Me I am sad about how unreliable comparison operators are.

We fix equality by using === instead of ==. == is so bad that it is not transitive if a==b && b==c you are not sure c==a

And everytime we use <, <=, >, >=, cmp we are back at using == implicitly, which triggers so many problems and bugs (and sort relies on them, thus sort is also broken).

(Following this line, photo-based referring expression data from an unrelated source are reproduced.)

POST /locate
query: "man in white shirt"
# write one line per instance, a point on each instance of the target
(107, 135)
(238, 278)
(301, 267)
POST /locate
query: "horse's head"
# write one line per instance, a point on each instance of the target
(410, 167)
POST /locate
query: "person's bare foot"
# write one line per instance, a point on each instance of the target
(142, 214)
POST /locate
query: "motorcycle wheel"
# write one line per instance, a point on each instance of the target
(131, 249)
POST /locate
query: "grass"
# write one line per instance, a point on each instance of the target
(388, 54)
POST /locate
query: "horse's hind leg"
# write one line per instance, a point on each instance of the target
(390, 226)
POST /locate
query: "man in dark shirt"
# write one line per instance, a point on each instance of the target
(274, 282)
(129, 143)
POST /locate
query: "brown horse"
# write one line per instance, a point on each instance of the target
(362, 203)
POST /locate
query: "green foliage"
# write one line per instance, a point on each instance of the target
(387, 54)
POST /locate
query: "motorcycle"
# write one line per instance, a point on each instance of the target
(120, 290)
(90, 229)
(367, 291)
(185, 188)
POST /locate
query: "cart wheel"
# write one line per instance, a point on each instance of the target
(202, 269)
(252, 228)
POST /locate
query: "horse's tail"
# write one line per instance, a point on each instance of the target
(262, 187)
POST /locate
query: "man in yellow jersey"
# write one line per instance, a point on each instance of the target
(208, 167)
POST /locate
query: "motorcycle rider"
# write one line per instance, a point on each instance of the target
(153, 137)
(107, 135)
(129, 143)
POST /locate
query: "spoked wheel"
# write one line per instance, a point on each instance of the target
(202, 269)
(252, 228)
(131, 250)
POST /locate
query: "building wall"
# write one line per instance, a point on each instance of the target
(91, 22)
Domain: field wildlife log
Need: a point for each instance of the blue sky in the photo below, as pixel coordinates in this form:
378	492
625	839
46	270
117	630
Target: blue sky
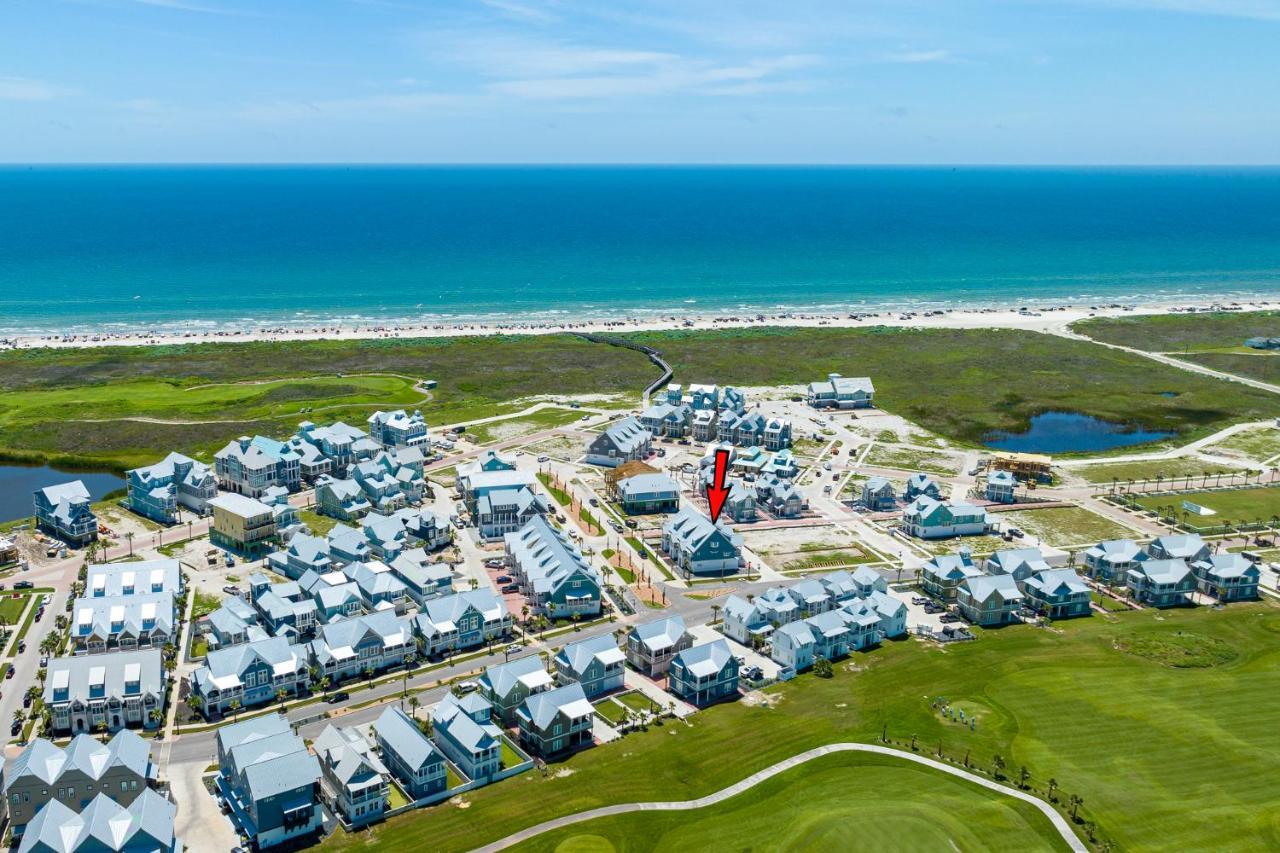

If a language cannot do simple math correctly, it should never be used for stuffs related to commercial transactions or security... anything serious.


I always thought that Javascript kind of is modern Lisp, apart from all the parens. Radical freedom means everybody implements their own classes, promises, all kind of stuff that is out of the box in other languages — which makes us happy because we can play with it, but then makes everybody unhappy when we try to bring our toys together. And when somebody gets their way in deciding what is the _right_way_ to play, all the rest of us get even more unhappy.

Comunism for you then. Let's end the class struggle!

PS: This comment does not intend to be productive in any way.